No, today we’re talking about maintenance issues. Things that can wait, but shouldn’t wait forever. Because things gather: the inbox fills, the bills mount, the dust gathers, the piles build. Isn’t it interesting how inanimate objects are active by accident?
I suspect it’s entropy. That force in the universe that tends things toward disorder and disarray unless we do something to stop it. The things I see seem harmless enough. But what about the things I don’t see? Things like:
- boundaries that erode
- relationships that grow cold
- ideas left to die
- energy that dissipates
These things deserve attention. At the very least, maintenance. A tap or a check-in or a re-visiting every now and then, just to be sure they’re intact. Perhaps some need a bit more care and tending. A bit of patching or bolstering. Some clean up or mending.
Perhaps the very act of attention may regenerate them. A little sorting or clean up may be just what is needed for me to see the nugget underneath. The seed waiting for me to sow it. A bit of water and some fertilizer and who knows what might grow?

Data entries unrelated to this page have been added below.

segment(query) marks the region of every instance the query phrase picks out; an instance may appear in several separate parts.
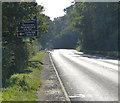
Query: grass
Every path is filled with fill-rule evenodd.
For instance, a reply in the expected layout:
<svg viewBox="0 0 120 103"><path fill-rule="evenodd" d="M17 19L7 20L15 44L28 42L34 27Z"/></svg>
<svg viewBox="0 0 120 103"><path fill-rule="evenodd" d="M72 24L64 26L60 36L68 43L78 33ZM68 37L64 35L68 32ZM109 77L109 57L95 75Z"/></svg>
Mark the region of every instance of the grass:
<svg viewBox="0 0 120 103"><path fill-rule="evenodd" d="M43 62L44 52L37 53L30 60ZM35 101L36 91L40 89L40 73L43 66L40 63L30 62L22 73L10 77L6 88L2 88L3 101Z"/></svg>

My antagonist always seems to be busyness. That sense of needing to do what presents itself for doing and clamors for the most attention. The other things, the ones underneath, are quieter, calmer, willing to wait. If they have a voice it is still and small.
And I wonder if the Sabbath wasn’t created for such as these. A day of rest, not a ‘put your feet up and let the day serve you’ kind of rest but a restorative rest. A day to attend to the boundaries and things on the fringes. A time to address those things we have left behind or set aside. To consider what stays and what goes. To put things where they belong.

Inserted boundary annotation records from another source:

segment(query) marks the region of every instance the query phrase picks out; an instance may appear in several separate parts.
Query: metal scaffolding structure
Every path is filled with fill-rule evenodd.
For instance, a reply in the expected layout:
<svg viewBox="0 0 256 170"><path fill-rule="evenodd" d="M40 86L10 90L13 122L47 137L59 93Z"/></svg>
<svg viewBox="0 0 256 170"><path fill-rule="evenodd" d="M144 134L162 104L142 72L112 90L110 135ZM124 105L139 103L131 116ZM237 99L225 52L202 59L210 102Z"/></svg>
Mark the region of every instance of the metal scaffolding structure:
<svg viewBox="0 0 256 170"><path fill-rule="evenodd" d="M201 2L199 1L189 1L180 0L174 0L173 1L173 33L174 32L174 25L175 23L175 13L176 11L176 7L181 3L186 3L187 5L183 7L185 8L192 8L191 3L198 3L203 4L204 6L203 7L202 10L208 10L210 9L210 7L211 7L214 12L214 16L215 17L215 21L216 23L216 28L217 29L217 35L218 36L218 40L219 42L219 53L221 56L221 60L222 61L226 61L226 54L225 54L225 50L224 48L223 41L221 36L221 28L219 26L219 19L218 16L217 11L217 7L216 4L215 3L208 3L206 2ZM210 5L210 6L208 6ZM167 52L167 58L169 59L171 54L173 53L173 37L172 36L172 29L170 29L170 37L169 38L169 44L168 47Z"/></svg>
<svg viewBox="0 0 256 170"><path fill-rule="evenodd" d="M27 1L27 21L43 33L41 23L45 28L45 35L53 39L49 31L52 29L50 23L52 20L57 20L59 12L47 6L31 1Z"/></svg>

Really, it’s childish to leave our things all scattered about. Didn’t our Father teach us to take care of the things he’s given us? To leave our childish ways behind?
- Step 1. Notice the messes.
- Step 2. Schedule regular cleaning.
- Step 3. Enjoy the satisfying feeling of order.

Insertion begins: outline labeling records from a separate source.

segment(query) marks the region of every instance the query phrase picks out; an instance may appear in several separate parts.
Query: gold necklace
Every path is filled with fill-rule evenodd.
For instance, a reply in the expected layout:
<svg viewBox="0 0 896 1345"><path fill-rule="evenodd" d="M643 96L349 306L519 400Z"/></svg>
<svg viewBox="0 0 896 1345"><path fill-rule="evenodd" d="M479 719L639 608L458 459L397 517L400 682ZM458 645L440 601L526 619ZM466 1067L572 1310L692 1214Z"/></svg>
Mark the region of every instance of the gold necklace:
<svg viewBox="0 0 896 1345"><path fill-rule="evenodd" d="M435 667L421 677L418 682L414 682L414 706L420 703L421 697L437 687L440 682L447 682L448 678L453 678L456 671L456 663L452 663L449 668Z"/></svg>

- Step 4. Look for life there and give thanks.
Posted on October 12, 2013, in Body, In Action, Life and tagged cost, disorder, entropy, God, maintenance, neglect, negligence, order, pay attention, stewardship. Bookmark the permalink. 5 Comments.
just. what. i. needed. phew. thank you. wow. “inanimate objects are active by accident”.
My thought is this is why less is more. How many of these are busy messes? Most of mine are set aside because they are not as important as what is in front of me. Maybe because my little one changes so fast…. I do let opportunities go for a time when I need more life in my life. My life is full and not perfectly organized
Not all of my “left behind” are opportunities, for sure, Susan. More, I guess, are ‘out of sight out of mind’ things that, had I addressed them with more timeliness, they wouldn’t be burdens. I am guilty of taking short-cuts because taking the long way would have required learning something new OR doing something menial. I know God speaks in the new and certainly in the menial. That’s what makes it meaningful. But now it’s piled up so, just to address it, will take dedicated effort and much more time than it should have (or would have). Not seeking perfectly organized. But I’m glad the world can’t see all of my leavings …
I feel like I just read a post about my own life. It started out with a small and occasional pocket of “neglect” here & there when the girls were little… Too tired and not enough leftover time in the day to deal with those things sitting on the back burner. Years have passed and “small and occasional” has turned into a habit or procrastination… Or maybe even laziness in both my physical an spiritual life.
Thanks for your honesty in exposing an area of struggle in your life and sharing it with others. What a great perspective, Wendy… and motivation for me to get things back in order!
Haha. Glad I’m not alone Caroline! I find you to be an extremely ordered person. If we trusted that God gave us just enough time to do all we are meant to, how exactly would we spend each moment? In God’s perfect will. In our own lives it’s a negotiation between putting in sufficient time (diligence) vs too much time (perfectionism). It’s that trusting there is enough time that gets us every time 🙂
I suppose this is why deadlines and finish lines help us out of our dilemma. If there’s only so much time, we use it more wisely.